The Ultimate Comparison: Terraform vs. CloudFormation

If you, like myself, have spent countless hours on the internet searching for a clear winner between CloudFormation and Terraform as your next infrastructure-as-code (IaC) solution, you’re not alone. I was in the same boat for quite a while. However, having now gained substantial experience using both, I feel equipped to make an informed comparison and choose the right tool for different situations.

TL;DR

For your IaC project on AWS, choose CloudFormation, because:

  1. CloudFormation makes a distinction between code (i.e., templates) and instantiations of the code (i.e., stacks). In Terraform, there is no such distinction. More on this in the next section.
  2. Terraform doesn't handle basic dependency management very well. More on that in a later section.

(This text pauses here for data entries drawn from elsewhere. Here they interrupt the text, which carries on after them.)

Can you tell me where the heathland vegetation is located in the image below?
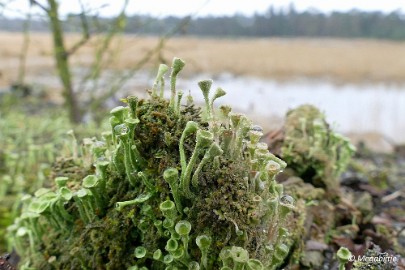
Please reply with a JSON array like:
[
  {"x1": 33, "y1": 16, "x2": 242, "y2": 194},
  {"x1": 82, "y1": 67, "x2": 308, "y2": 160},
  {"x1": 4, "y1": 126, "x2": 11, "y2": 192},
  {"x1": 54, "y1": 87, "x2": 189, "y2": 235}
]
[{"x1": 2, "y1": 33, "x2": 405, "y2": 87}]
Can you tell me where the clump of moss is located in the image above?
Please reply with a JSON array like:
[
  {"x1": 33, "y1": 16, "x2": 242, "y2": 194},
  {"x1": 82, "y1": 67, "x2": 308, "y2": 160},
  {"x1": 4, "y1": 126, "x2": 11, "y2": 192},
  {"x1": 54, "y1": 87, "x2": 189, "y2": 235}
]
[
  {"x1": 0, "y1": 95, "x2": 101, "y2": 254},
  {"x1": 280, "y1": 105, "x2": 355, "y2": 194},
  {"x1": 9, "y1": 58, "x2": 297, "y2": 269}
]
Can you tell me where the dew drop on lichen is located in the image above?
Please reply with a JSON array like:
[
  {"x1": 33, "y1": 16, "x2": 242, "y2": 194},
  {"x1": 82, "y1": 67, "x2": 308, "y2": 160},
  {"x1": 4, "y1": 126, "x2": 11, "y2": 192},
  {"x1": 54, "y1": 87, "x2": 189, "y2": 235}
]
[
  {"x1": 280, "y1": 195, "x2": 294, "y2": 206},
  {"x1": 251, "y1": 125, "x2": 263, "y2": 132}
]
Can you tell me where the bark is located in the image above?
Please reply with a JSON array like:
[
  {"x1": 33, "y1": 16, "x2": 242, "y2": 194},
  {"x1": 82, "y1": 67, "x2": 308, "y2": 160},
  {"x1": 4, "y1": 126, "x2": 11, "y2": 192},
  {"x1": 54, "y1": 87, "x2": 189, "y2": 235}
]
[{"x1": 47, "y1": 0, "x2": 81, "y2": 123}]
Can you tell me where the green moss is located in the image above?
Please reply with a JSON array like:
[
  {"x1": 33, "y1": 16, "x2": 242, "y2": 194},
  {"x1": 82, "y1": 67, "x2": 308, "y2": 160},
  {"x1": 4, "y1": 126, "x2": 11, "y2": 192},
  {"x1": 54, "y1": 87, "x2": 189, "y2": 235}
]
[
  {"x1": 280, "y1": 105, "x2": 355, "y2": 195},
  {"x1": 10, "y1": 58, "x2": 297, "y2": 269},
  {"x1": 0, "y1": 94, "x2": 104, "y2": 253}
]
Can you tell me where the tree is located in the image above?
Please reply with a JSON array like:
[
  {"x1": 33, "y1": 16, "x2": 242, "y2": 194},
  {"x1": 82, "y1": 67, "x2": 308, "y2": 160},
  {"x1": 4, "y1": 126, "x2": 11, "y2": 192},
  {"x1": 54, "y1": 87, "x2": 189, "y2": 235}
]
[
  {"x1": 30, "y1": 0, "x2": 88, "y2": 123},
  {"x1": 25, "y1": 0, "x2": 190, "y2": 123}
]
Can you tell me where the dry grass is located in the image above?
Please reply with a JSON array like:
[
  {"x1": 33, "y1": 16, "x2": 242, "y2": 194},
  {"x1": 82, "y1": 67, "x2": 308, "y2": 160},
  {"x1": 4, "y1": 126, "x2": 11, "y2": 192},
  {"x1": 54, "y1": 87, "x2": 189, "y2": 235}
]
[{"x1": 2, "y1": 32, "x2": 405, "y2": 86}]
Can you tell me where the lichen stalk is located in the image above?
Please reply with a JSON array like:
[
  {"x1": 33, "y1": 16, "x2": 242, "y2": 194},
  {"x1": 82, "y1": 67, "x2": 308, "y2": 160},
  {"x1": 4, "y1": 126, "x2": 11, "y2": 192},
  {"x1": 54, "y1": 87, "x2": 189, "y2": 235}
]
[
  {"x1": 169, "y1": 58, "x2": 186, "y2": 110},
  {"x1": 152, "y1": 63, "x2": 169, "y2": 96},
  {"x1": 181, "y1": 130, "x2": 213, "y2": 198}
]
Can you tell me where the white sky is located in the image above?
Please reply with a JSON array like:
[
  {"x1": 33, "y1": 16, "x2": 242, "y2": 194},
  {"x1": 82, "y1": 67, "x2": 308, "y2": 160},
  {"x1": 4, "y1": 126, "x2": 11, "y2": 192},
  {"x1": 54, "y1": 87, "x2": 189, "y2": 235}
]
[{"x1": 2, "y1": 0, "x2": 404, "y2": 18}]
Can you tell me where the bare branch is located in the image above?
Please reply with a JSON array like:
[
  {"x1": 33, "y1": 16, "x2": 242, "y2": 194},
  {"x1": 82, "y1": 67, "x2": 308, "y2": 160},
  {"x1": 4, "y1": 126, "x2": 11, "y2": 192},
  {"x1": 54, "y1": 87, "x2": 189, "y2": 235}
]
[
  {"x1": 17, "y1": 7, "x2": 32, "y2": 86},
  {"x1": 79, "y1": 0, "x2": 129, "y2": 85},
  {"x1": 87, "y1": 15, "x2": 193, "y2": 113},
  {"x1": 66, "y1": 0, "x2": 91, "y2": 56},
  {"x1": 30, "y1": 0, "x2": 49, "y2": 13}
]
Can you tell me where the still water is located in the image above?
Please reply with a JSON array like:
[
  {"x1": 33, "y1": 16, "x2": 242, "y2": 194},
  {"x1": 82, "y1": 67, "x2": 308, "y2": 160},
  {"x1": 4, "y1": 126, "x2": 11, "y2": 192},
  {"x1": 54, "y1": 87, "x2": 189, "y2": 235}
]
[
  {"x1": 24, "y1": 69, "x2": 405, "y2": 145},
  {"x1": 175, "y1": 73, "x2": 405, "y2": 144}
]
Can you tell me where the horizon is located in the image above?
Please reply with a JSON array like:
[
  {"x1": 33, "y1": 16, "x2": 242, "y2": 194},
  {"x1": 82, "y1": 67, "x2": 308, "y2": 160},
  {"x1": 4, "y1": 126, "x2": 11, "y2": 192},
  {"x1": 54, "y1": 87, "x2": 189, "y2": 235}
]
[{"x1": 1, "y1": 0, "x2": 404, "y2": 19}]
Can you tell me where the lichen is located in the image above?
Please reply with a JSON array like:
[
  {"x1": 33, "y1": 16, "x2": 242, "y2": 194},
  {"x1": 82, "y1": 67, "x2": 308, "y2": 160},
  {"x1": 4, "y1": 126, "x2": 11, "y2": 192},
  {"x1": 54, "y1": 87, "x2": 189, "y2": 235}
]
[
  {"x1": 9, "y1": 58, "x2": 297, "y2": 270},
  {"x1": 280, "y1": 105, "x2": 356, "y2": 195}
]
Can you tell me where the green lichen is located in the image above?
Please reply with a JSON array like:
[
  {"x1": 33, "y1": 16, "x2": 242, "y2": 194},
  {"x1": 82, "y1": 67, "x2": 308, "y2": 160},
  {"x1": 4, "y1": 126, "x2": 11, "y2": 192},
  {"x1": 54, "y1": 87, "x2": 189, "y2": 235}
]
[
  {"x1": 9, "y1": 58, "x2": 297, "y2": 269},
  {"x1": 0, "y1": 102, "x2": 97, "y2": 253},
  {"x1": 336, "y1": 247, "x2": 351, "y2": 270},
  {"x1": 280, "y1": 105, "x2": 355, "y2": 194}
]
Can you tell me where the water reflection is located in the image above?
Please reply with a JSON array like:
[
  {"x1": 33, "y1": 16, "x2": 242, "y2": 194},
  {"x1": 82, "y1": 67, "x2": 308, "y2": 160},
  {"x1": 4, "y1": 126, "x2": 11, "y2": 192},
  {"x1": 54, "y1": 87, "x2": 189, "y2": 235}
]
[
  {"x1": 177, "y1": 74, "x2": 405, "y2": 144},
  {"x1": 19, "y1": 69, "x2": 405, "y2": 145}
]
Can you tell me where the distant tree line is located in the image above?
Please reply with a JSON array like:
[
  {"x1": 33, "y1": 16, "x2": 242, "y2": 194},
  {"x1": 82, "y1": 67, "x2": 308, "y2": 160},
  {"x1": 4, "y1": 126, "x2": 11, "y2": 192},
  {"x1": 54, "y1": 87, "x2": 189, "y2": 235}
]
[{"x1": 2, "y1": 5, "x2": 405, "y2": 40}]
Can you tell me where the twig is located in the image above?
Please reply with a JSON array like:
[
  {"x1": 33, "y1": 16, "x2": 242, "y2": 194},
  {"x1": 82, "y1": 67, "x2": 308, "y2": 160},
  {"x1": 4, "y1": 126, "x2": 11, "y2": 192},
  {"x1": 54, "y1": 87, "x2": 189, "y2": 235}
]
[
  {"x1": 17, "y1": 7, "x2": 31, "y2": 86},
  {"x1": 66, "y1": 0, "x2": 91, "y2": 56},
  {"x1": 381, "y1": 190, "x2": 404, "y2": 203},
  {"x1": 30, "y1": 0, "x2": 49, "y2": 13},
  {"x1": 79, "y1": 0, "x2": 129, "y2": 89},
  {"x1": 86, "y1": 7, "x2": 195, "y2": 119}
]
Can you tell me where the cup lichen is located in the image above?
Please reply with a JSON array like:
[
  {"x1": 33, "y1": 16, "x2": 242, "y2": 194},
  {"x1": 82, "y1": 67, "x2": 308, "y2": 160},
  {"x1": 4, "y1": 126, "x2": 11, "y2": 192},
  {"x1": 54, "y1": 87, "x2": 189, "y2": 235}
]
[
  {"x1": 280, "y1": 105, "x2": 356, "y2": 195},
  {"x1": 9, "y1": 57, "x2": 297, "y2": 269}
]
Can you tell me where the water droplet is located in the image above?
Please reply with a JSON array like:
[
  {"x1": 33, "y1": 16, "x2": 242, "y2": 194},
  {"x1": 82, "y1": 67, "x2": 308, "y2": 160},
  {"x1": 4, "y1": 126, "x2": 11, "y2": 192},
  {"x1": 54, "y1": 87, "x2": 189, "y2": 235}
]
[
  {"x1": 94, "y1": 141, "x2": 106, "y2": 148},
  {"x1": 251, "y1": 125, "x2": 263, "y2": 132},
  {"x1": 280, "y1": 195, "x2": 294, "y2": 205},
  {"x1": 114, "y1": 124, "x2": 128, "y2": 135}
]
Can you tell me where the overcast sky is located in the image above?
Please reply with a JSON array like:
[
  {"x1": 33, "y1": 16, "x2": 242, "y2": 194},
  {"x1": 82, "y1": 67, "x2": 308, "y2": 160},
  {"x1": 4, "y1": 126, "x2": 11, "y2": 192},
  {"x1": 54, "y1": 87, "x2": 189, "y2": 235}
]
[{"x1": 2, "y1": 0, "x2": 404, "y2": 18}]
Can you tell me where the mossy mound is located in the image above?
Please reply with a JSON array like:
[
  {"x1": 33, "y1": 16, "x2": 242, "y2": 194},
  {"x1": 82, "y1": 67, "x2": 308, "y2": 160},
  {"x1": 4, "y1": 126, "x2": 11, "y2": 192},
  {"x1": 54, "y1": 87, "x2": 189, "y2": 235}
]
[
  {"x1": 10, "y1": 58, "x2": 297, "y2": 270},
  {"x1": 281, "y1": 105, "x2": 355, "y2": 195}
]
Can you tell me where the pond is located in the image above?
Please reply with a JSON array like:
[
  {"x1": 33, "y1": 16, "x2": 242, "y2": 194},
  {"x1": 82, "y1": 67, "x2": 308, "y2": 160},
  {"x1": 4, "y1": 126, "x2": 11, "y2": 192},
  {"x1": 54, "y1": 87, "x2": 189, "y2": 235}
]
[
  {"x1": 174, "y1": 73, "x2": 405, "y2": 147},
  {"x1": 8, "y1": 69, "x2": 405, "y2": 148}
]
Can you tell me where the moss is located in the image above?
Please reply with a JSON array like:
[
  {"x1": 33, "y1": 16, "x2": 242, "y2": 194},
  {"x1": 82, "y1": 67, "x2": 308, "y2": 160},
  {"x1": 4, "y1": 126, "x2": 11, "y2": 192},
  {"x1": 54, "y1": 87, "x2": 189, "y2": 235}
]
[
  {"x1": 10, "y1": 58, "x2": 298, "y2": 269},
  {"x1": 280, "y1": 105, "x2": 355, "y2": 195}
]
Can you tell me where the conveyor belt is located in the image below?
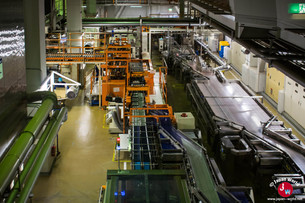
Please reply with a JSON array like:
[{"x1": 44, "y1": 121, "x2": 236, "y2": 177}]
[
  {"x1": 159, "y1": 121, "x2": 221, "y2": 203},
  {"x1": 131, "y1": 92, "x2": 152, "y2": 170},
  {"x1": 193, "y1": 73, "x2": 305, "y2": 174},
  {"x1": 196, "y1": 75, "x2": 270, "y2": 135}
]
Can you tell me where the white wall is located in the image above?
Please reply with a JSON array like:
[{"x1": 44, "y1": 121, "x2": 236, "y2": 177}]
[
  {"x1": 228, "y1": 40, "x2": 266, "y2": 93},
  {"x1": 284, "y1": 76, "x2": 305, "y2": 128},
  {"x1": 231, "y1": 41, "x2": 246, "y2": 73}
]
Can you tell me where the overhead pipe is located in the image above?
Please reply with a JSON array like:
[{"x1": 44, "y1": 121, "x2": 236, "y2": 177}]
[
  {"x1": 6, "y1": 110, "x2": 61, "y2": 202},
  {"x1": 84, "y1": 22, "x2": 201, "y2": 27},
  {"x1": 195, "y1": 39, "x2": 226, "y2": 67},
  {"x1": 83, "y1": 17, "x2": 200, "y2": 27},
  {"x1": 0, "y1": 91, "x2": 57, "y2": 195},
  {"x1": 83, "y1": 17, "x2": 199, "y2": 23},
  {"x1": 17, "y1": 107, "x2": 67, "y2": 203}
]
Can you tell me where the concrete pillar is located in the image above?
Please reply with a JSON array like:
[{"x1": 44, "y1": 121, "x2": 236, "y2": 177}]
[
  {"x1": 67, "y1": 0, "x2": 82, "y2": 53},
  {"x1": 142, "y1": 32, "x2": 148, "y2": 53},
  {"x1": 86, "y1": 0, "x2": 96, "y2": 17},
  {"x1": 71, "y1": 64, "x2": 78, "y2": 82},
  {"x1": 179, "y1": 0, "x2": 184, "y2": 18},
  {"x1": 24, "y1": 0, "x2": 46, "y2": 92},
  {"x1": 67, "y1": 0, "x2": 82, "y2": 32},
  {"x1": 149, "y1": 31, "x2": 152, "y2": 58},
  {"x1": 50, "y1": 0, "x2": 57, "y2": 31},
  {"x1": 63, "y1": 0, "x2": 66, "y2": 20}
]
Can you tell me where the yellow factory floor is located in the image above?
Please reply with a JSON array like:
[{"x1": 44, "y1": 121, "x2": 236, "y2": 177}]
[{"x1": 32, "y1": 92, "x2": 120, "y2": 203}]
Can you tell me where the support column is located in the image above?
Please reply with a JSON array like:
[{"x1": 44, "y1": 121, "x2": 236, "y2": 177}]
[
  {"x1": 67, "y1": 0, "x2": 82, "y2": 32},
  {"x1": 149, "y1": 31, "x2": 152, "y2": 58},
  {"x1": 50, "y1": 0, "x2": 56, "y2": 31},
  {"x1": 63, "y1": 0, "x2": 66, "y2": 20},
  {"x1": 67, "y1": 0, "x2": 82, "y2": 53},
  {"x1": 179, "y1": 0, "x2": 184, "y2": 18},
  {"x1": 24, "y1": 0, "x2": 46, "y2": 92},
  {"x1": 188, "y1": 1, "x2": 191, "y2": 17},
  {"x1": 86, "y1": 0, "x2": 96, "y2": 17},
  {"x1": 98, "y1": 65, "x2": 101, "y2": 108}
]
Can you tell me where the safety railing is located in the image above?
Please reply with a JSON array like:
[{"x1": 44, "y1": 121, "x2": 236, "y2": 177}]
[
  {"x1": 125, "y1": 104, "x2": 175, "y2": 125},
  {"x1": 46, "y1": 32, "x2": 107, "y2": 63},
  {"x1": 96, "y1": 0, "x2": 148, "y2": 4}
]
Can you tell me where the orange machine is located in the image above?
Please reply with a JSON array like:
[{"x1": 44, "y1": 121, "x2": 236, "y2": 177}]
[
  {"x1": 128, "y1": 59, "x2": 155, "y2": 94},
  {"x1": 125, "y1": 86, "x2": 150, "y2": 107},
  {"x1": 121, "y1": 58, "x2": 174, "y2": 132},
  {"x1": 101, "y1": 41, "x2": 131, "y2": 107}
]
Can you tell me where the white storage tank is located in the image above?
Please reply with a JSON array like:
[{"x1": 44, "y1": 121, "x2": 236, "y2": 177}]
[{"x1": 174, "y1": 112, "x2": 195, "y2": 130}]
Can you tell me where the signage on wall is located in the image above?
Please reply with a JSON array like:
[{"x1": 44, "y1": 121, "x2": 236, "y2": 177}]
[
  {"x1": 0, "y1": 58, "x2": 3, "y2": 80},
  {"x1": 289, "y1": 3, "x2": 305, "y2": 14}
]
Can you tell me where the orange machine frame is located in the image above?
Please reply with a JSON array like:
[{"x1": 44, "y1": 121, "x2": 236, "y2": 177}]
[
  {"x1": 46, "y1": 32, "x2": 107, "y2": 63},
  {"x1": 101, "y1": 41, "x2": 131, "y2": 107},
  {"x1": 124, "y1": 104, "x2": 175, "y2": 130}
]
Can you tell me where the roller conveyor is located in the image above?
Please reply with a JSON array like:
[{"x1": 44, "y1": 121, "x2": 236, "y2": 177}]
[
  {"x1": 159, "y1": 120, "x2": 221, "y2": 203},
  {"x1": 191, "y1": 73, "x2": 305, "y2": 174},
  {"x1": 131, "y1": 93, "x2": 152, "y2": 170}
]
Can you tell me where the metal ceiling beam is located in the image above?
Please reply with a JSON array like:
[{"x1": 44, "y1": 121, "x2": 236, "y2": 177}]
[
  {"x1": 83, "y1": 17, "x2": 199, "y2": 23},
  {"x1": 82, "y1": 17, "x2": 201, "y2": 26},
  {"x1": 189, "y1": 0, "x2": 231, "y2": 15},
  {"x1": 194, "y1": 8, "x2": 305, "y2": 87}
]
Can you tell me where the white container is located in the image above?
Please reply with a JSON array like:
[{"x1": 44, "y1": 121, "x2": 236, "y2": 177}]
[
  {"x1": 142, "y1": 32, "x2": 148, "y2": 53},
  {"x1": 174, "y1": 112, "x2": 195, "y2": 130},
  {"x1": 257, "y1": 72, "x2": 266, "y2": 92},
  {"x1": 119, "y1": 134, "x2": 130, "y2": 150},
  {"x1": 223, "y1": 46, "x2": 230, "y2": 59},
  {"x1": 246, "y1": 53, "x2": 258, "y2": 67},
  {"x1": 278, "y1": 90, "x2": 285, "y2": 113},
  {"x1": 242, "y1": 64, "x2": 249, "y2": 85},
  {"x1": 227, "y1": 47, "x2": 232, "y2": 63},
  {"x1": 284, "y1": 76, "x2": 293, "y2": 115},
  {"x1": 248, "y1": 67, "x2": 257, "y2": 90}
]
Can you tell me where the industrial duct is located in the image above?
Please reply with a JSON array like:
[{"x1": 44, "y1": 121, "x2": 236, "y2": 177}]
[
  {"x1": 0, "y1": 91, "x2": 57, "y2": 196},
  {"x1": 66, "y1": 86, "x2": 79, "y2": 99},
  {"x1": 14, "y1": 107, "x2": 67, "y2": 203},
  {"x1": 7, "y1": 107, "x2": 67, "y2": 202}
]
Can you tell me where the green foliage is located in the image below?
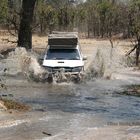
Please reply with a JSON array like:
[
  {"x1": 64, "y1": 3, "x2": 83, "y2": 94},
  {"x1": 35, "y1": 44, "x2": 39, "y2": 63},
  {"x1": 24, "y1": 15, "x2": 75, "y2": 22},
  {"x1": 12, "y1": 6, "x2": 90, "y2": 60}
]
[
  {"x1": 36, "y1": 0, "x2": 78, "y2": 32},
  {"x1": 77, "y1": 4, "x2": 86, "y2": 22},
  {"x1": 129, "y1": 0, "x2": 140, "y2": 39},
  {"x1": 97, "y1": 0, "x2": 112, "y2": 15},
  {"x1": 0, "y1": 0, "x2": 8, "y2": 23},
  {"x1": 36, "y1": 0, "x2": 57, "y2": 33},
  {"x1": 1, "y1": 0, "x2": 139, "y2": 39}
]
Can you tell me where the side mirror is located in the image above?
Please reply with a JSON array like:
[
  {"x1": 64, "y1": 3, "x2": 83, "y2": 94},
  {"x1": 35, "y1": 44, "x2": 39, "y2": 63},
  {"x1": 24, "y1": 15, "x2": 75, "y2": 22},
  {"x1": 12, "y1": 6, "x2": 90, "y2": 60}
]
[{"x1": 83, "y1": 56, "x2": 87, "y2": 61}]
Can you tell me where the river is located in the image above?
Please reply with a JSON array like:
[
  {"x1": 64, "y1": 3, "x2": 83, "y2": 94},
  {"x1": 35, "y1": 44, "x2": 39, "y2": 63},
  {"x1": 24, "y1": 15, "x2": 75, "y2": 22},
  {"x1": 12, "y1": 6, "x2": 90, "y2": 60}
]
[{"x1": 0, "y1": 40, "x2": 140, "y2": 140}]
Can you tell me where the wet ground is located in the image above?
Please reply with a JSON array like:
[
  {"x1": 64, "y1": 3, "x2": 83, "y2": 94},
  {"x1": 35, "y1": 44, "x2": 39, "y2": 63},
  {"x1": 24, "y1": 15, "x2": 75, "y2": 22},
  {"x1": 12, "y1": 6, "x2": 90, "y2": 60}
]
[{"x1": 1, "y1": 39, "x2": 140, "y2": 140}]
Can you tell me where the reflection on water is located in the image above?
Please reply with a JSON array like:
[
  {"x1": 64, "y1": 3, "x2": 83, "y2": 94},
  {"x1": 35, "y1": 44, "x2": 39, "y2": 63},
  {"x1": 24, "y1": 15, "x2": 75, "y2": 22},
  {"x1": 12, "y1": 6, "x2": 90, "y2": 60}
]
[
  {"x1": 1, "y1": 81, "x2": 139, "y2": 123},
  {"x1": 21, "y1": 85, "x2": 140, "y2": 122}
]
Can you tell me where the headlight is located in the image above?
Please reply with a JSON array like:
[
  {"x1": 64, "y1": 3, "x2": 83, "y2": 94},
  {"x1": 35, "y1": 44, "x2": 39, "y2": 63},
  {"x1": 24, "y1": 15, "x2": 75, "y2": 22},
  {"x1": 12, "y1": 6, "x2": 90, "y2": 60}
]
[{"x1": 72, "y1": 67, "x2": 83, "y2": 72}]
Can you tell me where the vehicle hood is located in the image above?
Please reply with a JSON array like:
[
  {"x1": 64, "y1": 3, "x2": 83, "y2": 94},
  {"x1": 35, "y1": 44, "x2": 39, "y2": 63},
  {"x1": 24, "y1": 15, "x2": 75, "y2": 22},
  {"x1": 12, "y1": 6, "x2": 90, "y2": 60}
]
[{"x1": 42, "y1": 60, "x2": 84, "y2": 67}]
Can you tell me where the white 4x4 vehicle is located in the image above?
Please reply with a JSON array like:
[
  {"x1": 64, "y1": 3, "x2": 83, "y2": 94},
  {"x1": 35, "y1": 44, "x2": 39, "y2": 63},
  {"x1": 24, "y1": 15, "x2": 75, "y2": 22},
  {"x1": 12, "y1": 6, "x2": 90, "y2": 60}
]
[{"x1": 42, "y1": 32, "x2": 86, "y2": 81}]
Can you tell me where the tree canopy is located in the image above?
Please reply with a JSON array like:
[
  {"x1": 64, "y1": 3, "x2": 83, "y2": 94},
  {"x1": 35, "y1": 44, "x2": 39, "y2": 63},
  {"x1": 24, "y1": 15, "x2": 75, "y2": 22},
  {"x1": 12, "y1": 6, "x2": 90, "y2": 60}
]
[{"x1": 1, "y1": 0, "x2": 140, "y2": 57}]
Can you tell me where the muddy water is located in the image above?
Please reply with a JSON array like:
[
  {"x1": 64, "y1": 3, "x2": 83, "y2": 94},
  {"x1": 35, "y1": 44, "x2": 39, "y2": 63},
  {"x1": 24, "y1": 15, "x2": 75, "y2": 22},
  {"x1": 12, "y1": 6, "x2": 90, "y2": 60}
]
[{"x1": 1, "y1": 41, "x2": 140, "y2": 140}]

Comparing Code and Instantiations

One key distinction between CloudFormation and Terraform lies in how they handle the relationship between code and its actual implementation.

In CloudFormation, a stack represents the realized infrastructure defined by a template. A single template can be used repeatedly to create identical stacks by the same user, across multiple accounts, or even by different users entirely.

Terraform lacks this concept, instead requiring a one-to-one mapping between code and its instantiation. Imagine having to duplicate your web server’s source code for every server instance you want to run or copying your entire application code every time you need to execute it instead of just running a compiled binary.

This difference might seem trivial initially, but it can quickly become a significant bottleneck as your infrastructure scales. Terraform requires you to duplicate code every time you want to create a new stack from existing definitions. This copy-pasting of script files introduces a high risk of errors, potentially impacting resources you didn’t intend to modify.

Terraform’s lack of a stack concept, unlike CloudFormation, highlights its inherent design of a one-to-one relationship between code and managed resources. The introduction of environments (now called “workspaces”) offered a partial solution, but their implementation makes accidental deployments to the wrong environment all too easy. This is because you must explicitly select the target workspace using terraform workspace select before deployment; forgetting this step defaults to the previously selected workspace, which may not be your intended target.

While Terraform modules help alleviate this issue to some extent, they still require a considerable amount of boilerplate code. This problem was so significant that a wrapper tool, Terragrunt, was created to address it specifically.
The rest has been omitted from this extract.